There are a few user cases where download the database and configuration can be difficult, we simply the FAVORannotator by including the downloading, decompression, update config.R, include database location and output location all into the FAOVRannotator (no pre-install database version), users only need to put the R scripts in to the directory with enough storage and run the program.

I. Install software dependencies.

II. Run FAOVRannotator (no pre-install database version).

6.3 Cloud version

Based on the FAOVRannotator (no pre-install database version), we develop the FAOVRannotator cloud-native app, in the cloud platform like Terra and DNAnexus, or on the virtual machines of Google Cloud Platform (GCP), Amazon Web Services (AWS), Microsoft Azure. With the dockerized images and workflow languages, FAVORannotator can be executed through the user-friendly and drag-and-drop graphical interface, with no scripting nor programming skills required from the users.

FAVORannotator Versions

Figure 6. FAVORannotator Different Versions.

7. SQL version

7.1 Run FAVORannotator SQL version

Once PostgreSQL is running, the database can be imported and FAVORannotator can be executed as follows. Please find the R scripts in the Scripts/SQL/ folder.
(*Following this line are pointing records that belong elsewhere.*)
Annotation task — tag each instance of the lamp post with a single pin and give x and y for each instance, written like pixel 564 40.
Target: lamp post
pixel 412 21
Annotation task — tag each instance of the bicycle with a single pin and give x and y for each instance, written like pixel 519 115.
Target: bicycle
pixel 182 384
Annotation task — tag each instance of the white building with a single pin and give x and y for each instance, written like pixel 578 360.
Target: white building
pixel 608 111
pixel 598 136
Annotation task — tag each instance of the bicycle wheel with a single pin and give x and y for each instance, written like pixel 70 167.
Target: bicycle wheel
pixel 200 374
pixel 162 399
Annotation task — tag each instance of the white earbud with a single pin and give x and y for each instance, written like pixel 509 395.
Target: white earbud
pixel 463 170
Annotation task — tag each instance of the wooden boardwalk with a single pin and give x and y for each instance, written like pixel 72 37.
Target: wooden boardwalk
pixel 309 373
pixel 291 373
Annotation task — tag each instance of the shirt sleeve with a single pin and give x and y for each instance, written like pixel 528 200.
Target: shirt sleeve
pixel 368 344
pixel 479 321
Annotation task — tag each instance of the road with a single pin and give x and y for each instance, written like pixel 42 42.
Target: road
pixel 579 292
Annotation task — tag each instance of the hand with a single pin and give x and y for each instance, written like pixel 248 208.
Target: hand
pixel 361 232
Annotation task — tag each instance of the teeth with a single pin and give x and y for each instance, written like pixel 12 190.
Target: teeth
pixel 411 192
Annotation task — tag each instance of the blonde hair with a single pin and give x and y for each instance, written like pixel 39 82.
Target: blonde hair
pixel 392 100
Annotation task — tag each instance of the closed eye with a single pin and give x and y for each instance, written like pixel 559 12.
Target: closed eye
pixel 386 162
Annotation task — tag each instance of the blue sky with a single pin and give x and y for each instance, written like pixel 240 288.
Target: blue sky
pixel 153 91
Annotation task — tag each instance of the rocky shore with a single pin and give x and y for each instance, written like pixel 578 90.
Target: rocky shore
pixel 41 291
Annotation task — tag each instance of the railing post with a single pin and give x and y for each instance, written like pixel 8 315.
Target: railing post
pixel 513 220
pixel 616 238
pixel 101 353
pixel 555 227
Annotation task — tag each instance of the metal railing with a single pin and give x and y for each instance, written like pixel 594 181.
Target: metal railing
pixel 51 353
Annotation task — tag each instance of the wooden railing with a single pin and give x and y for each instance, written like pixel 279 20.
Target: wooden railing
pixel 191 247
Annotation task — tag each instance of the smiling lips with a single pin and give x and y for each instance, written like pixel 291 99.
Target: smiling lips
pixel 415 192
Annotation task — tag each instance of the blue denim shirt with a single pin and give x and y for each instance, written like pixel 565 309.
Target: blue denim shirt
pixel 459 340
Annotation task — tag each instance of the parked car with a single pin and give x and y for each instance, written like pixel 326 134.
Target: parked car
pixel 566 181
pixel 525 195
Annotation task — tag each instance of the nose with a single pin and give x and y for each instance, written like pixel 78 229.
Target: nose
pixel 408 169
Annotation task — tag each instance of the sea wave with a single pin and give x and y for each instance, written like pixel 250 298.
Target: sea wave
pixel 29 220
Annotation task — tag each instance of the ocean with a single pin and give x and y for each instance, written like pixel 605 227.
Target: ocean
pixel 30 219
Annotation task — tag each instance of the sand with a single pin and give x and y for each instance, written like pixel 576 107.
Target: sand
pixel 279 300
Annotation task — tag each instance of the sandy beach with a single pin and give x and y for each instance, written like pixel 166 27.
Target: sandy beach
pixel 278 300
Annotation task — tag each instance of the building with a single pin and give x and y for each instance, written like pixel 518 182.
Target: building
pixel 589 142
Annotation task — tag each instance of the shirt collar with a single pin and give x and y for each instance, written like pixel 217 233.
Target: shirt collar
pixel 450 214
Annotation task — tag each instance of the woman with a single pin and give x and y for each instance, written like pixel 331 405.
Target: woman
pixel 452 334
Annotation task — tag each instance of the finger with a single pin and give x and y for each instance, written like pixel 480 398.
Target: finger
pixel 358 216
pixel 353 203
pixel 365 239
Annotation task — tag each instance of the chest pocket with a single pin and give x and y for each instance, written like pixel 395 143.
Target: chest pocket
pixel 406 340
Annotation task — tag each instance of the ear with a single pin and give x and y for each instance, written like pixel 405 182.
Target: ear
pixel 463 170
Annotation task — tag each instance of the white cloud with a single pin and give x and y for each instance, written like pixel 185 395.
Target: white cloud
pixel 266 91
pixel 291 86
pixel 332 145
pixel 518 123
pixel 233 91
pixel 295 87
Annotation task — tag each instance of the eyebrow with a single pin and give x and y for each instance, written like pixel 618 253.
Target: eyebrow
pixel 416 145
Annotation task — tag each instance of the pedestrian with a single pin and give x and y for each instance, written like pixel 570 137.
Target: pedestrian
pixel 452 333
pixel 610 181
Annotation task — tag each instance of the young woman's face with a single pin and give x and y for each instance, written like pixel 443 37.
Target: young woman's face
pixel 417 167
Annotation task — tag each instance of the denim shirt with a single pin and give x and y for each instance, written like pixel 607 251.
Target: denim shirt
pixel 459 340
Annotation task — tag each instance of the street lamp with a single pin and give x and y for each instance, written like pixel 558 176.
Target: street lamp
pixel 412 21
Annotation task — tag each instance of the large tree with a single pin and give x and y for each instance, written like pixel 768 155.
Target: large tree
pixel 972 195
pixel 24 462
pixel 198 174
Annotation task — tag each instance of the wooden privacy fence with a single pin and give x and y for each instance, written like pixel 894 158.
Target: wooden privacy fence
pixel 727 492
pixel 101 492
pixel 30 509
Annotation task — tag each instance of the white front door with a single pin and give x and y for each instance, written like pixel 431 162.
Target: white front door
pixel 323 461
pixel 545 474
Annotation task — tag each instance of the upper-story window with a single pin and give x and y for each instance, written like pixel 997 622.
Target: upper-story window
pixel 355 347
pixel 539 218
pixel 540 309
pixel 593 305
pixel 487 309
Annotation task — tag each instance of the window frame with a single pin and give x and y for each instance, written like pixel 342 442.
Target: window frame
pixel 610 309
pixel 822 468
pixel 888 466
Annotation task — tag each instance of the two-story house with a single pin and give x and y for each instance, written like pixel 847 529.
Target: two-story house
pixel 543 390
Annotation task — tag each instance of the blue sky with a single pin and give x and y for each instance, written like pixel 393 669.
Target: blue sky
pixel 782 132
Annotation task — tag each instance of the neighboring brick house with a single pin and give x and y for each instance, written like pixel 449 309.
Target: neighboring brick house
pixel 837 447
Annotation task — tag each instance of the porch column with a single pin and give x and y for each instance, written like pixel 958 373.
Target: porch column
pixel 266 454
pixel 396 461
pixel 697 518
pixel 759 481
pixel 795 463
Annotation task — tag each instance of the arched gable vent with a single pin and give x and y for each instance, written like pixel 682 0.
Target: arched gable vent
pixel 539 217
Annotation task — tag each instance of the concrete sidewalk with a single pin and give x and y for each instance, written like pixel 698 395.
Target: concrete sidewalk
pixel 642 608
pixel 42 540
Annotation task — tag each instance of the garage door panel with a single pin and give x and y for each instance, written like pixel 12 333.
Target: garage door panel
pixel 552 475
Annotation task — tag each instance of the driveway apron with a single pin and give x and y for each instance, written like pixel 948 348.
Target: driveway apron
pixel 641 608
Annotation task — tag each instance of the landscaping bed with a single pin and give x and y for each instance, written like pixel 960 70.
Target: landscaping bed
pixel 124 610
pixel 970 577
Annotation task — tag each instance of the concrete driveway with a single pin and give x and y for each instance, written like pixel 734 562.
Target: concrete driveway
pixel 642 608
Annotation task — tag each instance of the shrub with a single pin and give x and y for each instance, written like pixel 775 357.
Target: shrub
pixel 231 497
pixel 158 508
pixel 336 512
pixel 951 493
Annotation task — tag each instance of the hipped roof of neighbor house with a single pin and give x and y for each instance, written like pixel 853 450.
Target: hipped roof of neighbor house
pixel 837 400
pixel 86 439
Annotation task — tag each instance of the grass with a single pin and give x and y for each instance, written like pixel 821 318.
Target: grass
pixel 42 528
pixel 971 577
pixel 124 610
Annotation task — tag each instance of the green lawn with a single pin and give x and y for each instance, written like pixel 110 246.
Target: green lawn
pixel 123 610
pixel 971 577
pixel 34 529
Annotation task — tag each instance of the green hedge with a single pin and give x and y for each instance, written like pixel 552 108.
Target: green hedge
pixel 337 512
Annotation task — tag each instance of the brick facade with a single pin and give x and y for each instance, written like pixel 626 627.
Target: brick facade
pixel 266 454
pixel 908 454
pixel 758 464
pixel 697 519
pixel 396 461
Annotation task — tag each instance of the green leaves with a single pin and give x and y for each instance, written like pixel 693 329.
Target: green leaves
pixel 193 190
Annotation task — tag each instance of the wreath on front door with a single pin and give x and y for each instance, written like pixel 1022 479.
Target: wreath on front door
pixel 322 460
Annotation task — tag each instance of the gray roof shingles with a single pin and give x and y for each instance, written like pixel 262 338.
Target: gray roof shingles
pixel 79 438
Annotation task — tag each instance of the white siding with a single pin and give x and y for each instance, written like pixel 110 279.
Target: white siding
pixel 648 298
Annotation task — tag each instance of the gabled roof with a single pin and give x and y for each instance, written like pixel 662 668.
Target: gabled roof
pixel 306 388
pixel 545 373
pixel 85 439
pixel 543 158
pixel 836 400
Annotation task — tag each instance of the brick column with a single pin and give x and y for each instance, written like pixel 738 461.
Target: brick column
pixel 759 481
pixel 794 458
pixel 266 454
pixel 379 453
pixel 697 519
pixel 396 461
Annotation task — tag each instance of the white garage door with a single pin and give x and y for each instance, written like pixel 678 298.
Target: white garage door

Important: Before run FAVORannotator SQL version, please update the file locations and database info on the config.R file. FAVORannotator relies on the file locations and database info for the annotation.

  1. Create GDS file from the input VCF file:
  • $ Rscript convertVCFtoGDS.r chrnumber
  1. Run FAVORannotator:
  • $ Rscript FAVORannotatorv2aGDS.r chrnumber

chrnumber are the numeric number indicating which chromosome this database is reading from, chrnumber can be 1, 2, ..., 22.

Scripts for submitting jobs for all chromosomes simultaneously have been provided. They use SLURM, which is supported by many high-performance clusters, and utilize parallel jobs to boost performance.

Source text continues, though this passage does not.